It could also be argued that the plan doesn’t amount to bribery at all, but, in fact, simply introduces a new government benefit. No one’s accusing the government in Denmark of bribing moms into having babies by providing them with a full year of paid maternity leave. Instead, we envy that their social system recognizes and supports the difficult work of parenting, and wish our own governments could be so progressive.
Anyway, back in Britain, critics are also claiming that rewarding moms who breastfeed will penalize those who don’t. This hardly merits any air-time, but let’s take a quick look: This is familiar territory in the “breastfeeding wars.” But supporting breastfeeding moms is not the same as hating on non-nursing moms, just as supporting feminist principles and policies – equal opportunities and pay for women, for example – isn’t harmful to men. A penalty for not breastfeeding would involve taking money away from those moms who don’t, or can’t, do it. This is not the same thing.
In fact, the areas where the pilot program is taking place are areas where breastfeeding is stigmatized, and even considered “immoral.” So breastfeeding moms in these areas already suffer social penalties for their choice. Having supportive programs in place can only serve to level the field.

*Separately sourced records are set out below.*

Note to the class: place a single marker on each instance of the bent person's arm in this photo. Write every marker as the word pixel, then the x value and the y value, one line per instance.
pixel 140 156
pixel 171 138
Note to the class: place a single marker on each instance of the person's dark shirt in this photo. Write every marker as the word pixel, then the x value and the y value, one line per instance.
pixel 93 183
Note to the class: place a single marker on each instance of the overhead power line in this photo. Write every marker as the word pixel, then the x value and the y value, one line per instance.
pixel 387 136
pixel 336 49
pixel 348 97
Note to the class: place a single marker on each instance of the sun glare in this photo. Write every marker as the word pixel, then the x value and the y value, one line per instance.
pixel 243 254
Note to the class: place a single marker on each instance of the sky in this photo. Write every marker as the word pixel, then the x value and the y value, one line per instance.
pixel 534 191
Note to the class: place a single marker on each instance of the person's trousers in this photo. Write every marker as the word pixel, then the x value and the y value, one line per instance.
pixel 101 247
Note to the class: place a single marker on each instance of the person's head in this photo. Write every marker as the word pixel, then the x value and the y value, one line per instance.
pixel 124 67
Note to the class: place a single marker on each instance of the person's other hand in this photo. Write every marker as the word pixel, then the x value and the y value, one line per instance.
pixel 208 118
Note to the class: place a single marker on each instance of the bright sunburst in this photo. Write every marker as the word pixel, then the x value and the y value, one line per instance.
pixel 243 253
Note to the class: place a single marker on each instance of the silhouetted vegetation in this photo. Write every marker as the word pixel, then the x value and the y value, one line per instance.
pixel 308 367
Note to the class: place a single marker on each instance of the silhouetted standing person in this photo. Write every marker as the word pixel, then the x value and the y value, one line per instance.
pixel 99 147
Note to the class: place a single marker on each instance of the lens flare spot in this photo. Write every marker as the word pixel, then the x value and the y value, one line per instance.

Lastly, critics have decried the program as a poor use of taxpayer money. I’ll refer those in this camp to the topic of public health. (See above.) Furthermore, the money involved is minimal, as the program is only, at this point, a test with limited reach. Only 130 moms are participating; each can earn a maximum of 200 British pounds in vouchers. That money is an investment. As Professor Laurence Moore, of the National Prevention Research Initiative said, ‘This is a feasibility study – we don’t know if it will be effective or not. It’s worth finding out whether such a novel intervention might work.’” I completely agree – an experiment with the potential to improve the health of moms and babies, as well as shift outdated (and sexist) social mores, is worth spending money on. And if it works, requiring a greater expenditure as a result of the program’s expansion? That would be a worthy investment, too.